By Joe Kingsley Eyiah, Brookview Middle School, Toronto-Canada

The apparent frustration faced by students of the Senior High School (SHS) in Ghana as a result of the ‘unnecessary’ changes in the duration of the high school education from 3 years to 4 years and back to 3 years on the political whims of NPP and NDC governments, calls for a NATIONAL AGENDA on our Education System.

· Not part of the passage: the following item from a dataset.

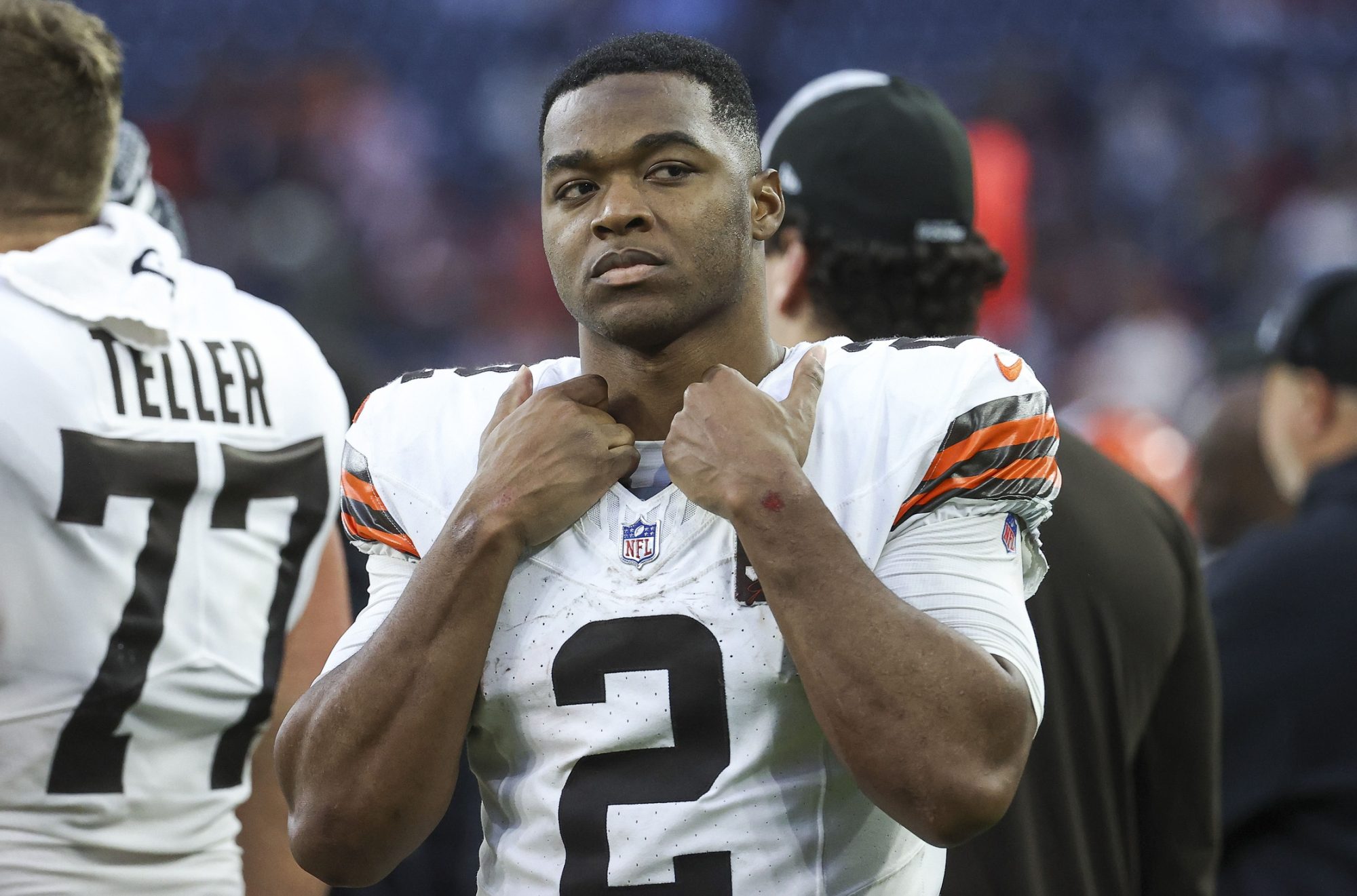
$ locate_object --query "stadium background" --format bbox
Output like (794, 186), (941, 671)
(77, 0), (1357, 893)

Granted the fact that education is one of the most important tool for national development it becomes the responsibility of any progressive government anywhere to provide and promote sound educational policies as well as infrastructure that will help its people to acquire knowledge, skills and attitudes that enable them to develop their potentials. We need an acceptable NATIONAL EDUCATION POLICY to guide which political party that comes to power in Ghana in administering education as a cornerstone of national development!
It is regrettable to note that our dear country, Ghana, since the overthrow of the first President, Osagyefo Dr. Kwame Nkrumah in 1966, have- had to suffer from educational policies ‘koshwiako’ due to political whims and caprices of successive governments. There have been major education reforms over the years yet the experimentations in our education system based on party politics and unchartered political ideologies continue unabated. The immediate victims of such ‘unnecessary’ experimentations are students in general, and of late, students of our Senior High Schools in particular!
Though a new education committee under Professor Kwapong was appointed immediately after the overthrow of Dr. Kwame Nkrumah to fix the weakness in Ghana’s education, at the close of the 1970s, Ghana’s education could only be described as “decayed” and needed organic rejuvenation. The decay was a result of political instability with its resulting poor management, corruption, and general macroeconomic turmoil (Mfum-Mensah, 1998).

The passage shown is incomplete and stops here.